En bateau à Helsinki pour du shopping
Il n'oubliera jamais ses premiers pas sur territoire estonien. "Sur Google, j'avais vu que c'était un pays froid. J'avais donc mis un gros training et une grosse veste. Sauf que c'était l'été. On s'est bien moqué de moi. 'Que fait ce gars ?' disait-on."
En hiver, en revanche, ce n'est pas la rigolade. "Heureusement, le championnat a lieu en été. Les matchs de préparation en hiver, on les joue en salle. J'ai déjà joué trois fois dans la neige, avec un ballon orange. Ce n'est pas très agréable, mais j'assume. J'ai déjà vécu de belles choses ici, notamment la victoire en finale de la Coupe, le premier trophée de l'histoire du club. Et la vie hors du foot ? Super ! Je prends le bateau pour aller faire du shopping à Helsinki."
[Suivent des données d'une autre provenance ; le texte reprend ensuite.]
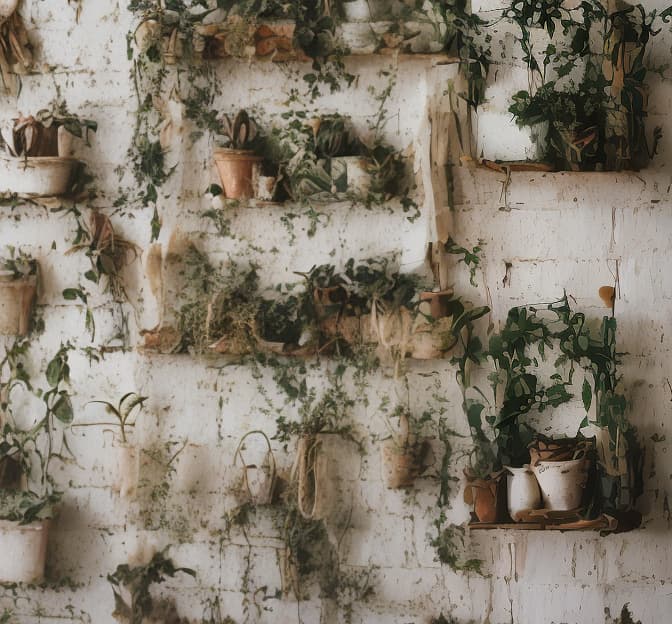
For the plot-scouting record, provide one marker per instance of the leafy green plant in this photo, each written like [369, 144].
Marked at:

Les stades, eux, sont presque vides. En championnat, Paide joue devant 200 ou 300 personnes. Owusu-Sekyere : "Contre Ararat, je crois qu'il y en avait 3 000. Et contre Anderlecht, dans le stade national, il y en aura plus. Les Estoniens ne sont pas de grands amateurs de foot, mais nous sommes la dernière équipe du pays active en Coupe d'Europe. J'aimerais me montrer pour réaliser un transfert. Je suis prêt pour une nouvelle étape dans ma carrière. En D1 belge ? Pourquoi pas ! Si je peux faire ma pub : je suis fort en un contre un, je garde bien le ballon, j'ai une bonne frappe et je marque facilement."